During the 1930s, the innovative French automaker Citroën conducted market research and discovered that the farmers and rural residents of France were in need of a small, utilitarian car. As a result, Citroën’s Pierre-Joules Boulanger ordered the development of a car with the following features:
- Economical to buy and operate
- Easy to maintain and repair
- Comfortably seats four adults
- Can transport a barrel of wine or a large sack of potatoes
- Can transport eggs safely over rough terrain
The 2CV was designed and ready to launch in 1939, however its release was abandoned due to the impending war. It was finally released in 1948 at the Paris car show. While the media was unimpressed, the public fell in love with the odd-looking little car with the economical price, so much so that Citroën could not keep up with the demand. Shortly after it was introduced, there was a three-year waiting list, which soon increased to five years.
Everything about the Citroen 2CV was unique and fun. The front doors opened the wrong way. There was no room in the door panel for a window, so the bottom half of the front windows folded up outward and attached to the top of the door. The gearshift was a stick that extended out from the dashboard. It was economical on fuel, easy to repair with a sturdy air-cooled engine and a soft suspension. The top was made of a canvas fabric that could be rolled back to accommodate extra-large cargo or if the occasion called for a convertible. This roof style earned the 2CV the nickname of “an umbrella on wheels.”
From 1948 to 1990, the last year of production, the Citroën 2CV became a French icon. People liked its quirky looks, and it was also valued for its role in helping France recover from World War II. Although some changes were made to the 2CVs over the years, such as larger engines and improved suspension, its basic design remained unchanged.
The 2CV became a cult car in the 1970′s, similar to the Volkswagen Beetle in the US at that time. It was a car that belonged to all of France, as fitting in Paris as it was in the country.
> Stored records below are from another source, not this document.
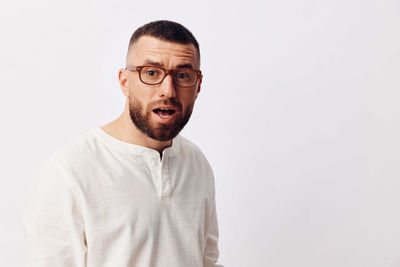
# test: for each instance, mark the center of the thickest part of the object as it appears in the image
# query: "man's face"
(161, 111)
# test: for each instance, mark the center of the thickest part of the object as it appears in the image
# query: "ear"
(124, 81)
(198, 87)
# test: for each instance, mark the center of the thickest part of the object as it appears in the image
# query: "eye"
(181, 75)
(151, 72)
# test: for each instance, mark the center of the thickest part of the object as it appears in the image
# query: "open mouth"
(164, 112)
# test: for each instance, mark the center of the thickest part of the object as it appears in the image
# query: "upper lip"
(166, 107)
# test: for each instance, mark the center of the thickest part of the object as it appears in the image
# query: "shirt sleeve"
(53, 223)
(211, 251)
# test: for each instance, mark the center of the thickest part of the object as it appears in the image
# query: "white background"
(298, 115)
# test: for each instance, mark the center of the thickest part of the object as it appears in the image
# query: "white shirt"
(101, 202)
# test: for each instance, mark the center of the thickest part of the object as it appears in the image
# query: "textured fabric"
(101, 202)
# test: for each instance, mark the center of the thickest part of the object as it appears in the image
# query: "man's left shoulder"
(188, 148)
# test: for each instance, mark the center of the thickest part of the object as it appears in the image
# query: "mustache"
(167, 102)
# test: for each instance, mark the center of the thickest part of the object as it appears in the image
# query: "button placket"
(166, 187)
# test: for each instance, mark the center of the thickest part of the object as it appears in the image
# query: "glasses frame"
(166, 72)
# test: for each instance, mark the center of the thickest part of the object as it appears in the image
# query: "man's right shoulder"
(78, 154)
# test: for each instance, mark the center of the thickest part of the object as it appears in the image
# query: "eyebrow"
(181, 66)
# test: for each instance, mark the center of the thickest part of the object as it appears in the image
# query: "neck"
(123, 129)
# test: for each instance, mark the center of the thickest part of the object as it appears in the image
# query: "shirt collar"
(137, 149)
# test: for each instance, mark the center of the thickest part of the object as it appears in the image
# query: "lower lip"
(166, 120)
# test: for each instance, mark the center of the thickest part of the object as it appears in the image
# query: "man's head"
(161, 110)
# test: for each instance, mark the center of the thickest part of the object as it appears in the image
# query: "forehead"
(148, 48)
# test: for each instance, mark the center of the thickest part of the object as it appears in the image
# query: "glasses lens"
(151, 75)
(185, 77)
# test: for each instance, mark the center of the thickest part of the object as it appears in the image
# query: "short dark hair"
(166, 30)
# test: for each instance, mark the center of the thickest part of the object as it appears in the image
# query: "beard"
(141, 118)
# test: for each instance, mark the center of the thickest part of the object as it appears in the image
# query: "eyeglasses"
(152, 75)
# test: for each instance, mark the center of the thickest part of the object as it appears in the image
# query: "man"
(133, 192)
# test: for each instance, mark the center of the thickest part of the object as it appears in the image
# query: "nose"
(167, 88)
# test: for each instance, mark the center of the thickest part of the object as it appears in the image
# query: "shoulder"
(190, 151)
(73, 158)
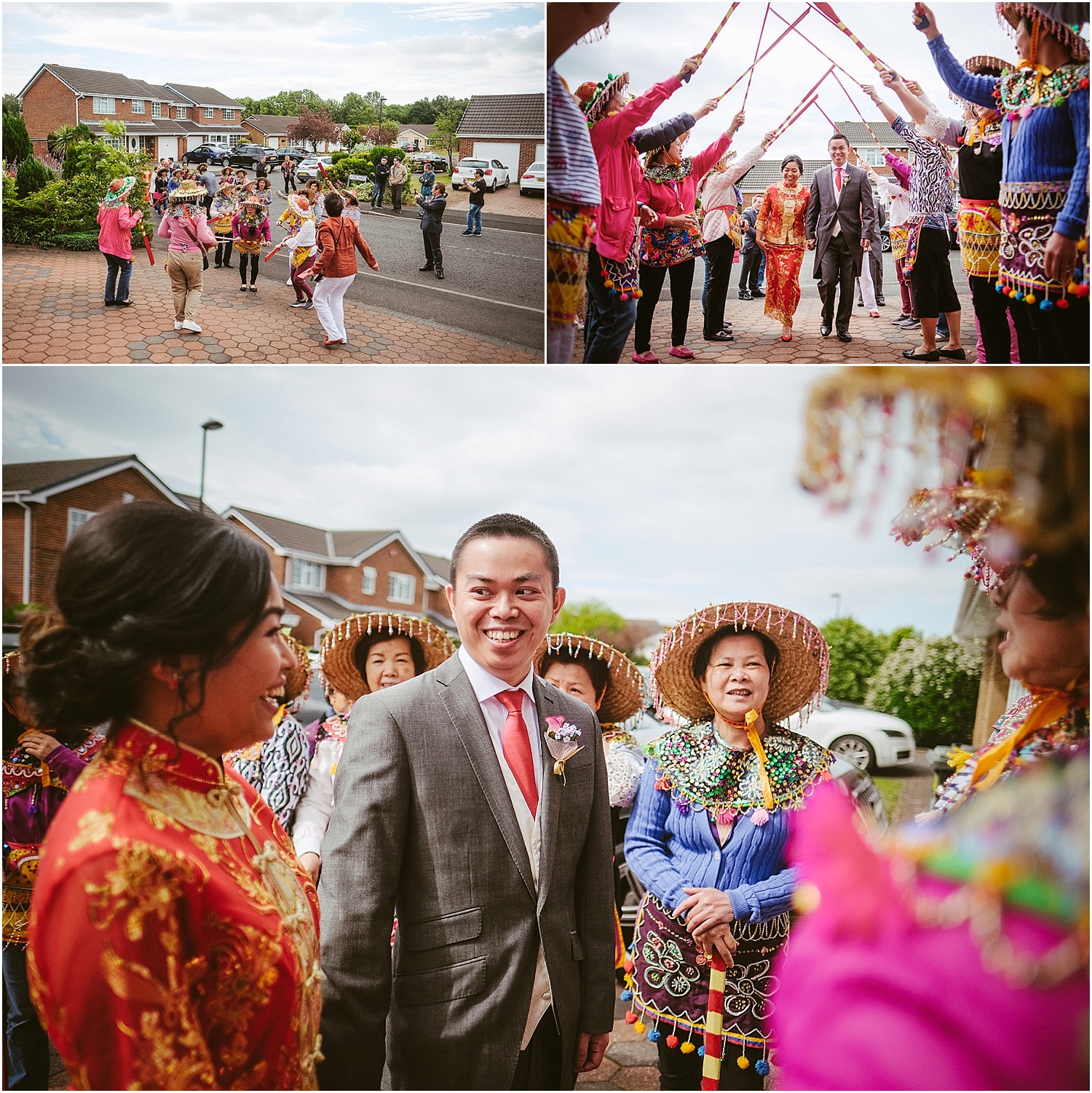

Unfortunately, throughout the 1980s, it finally succumbed to customer demands for more speed and modern safety features.
For fans of the 2CV, there are fleets of the quirkly little cars in Paris that offer a variety of sightseeing trips. And the next Tour de la France for 2CVs takes place on July 7, 2013.
The Deux Chevaux or 2CV is the epitome of French charm. It is a symbol of France, just like the Eiffel Tower, or a beret, or a French baguette.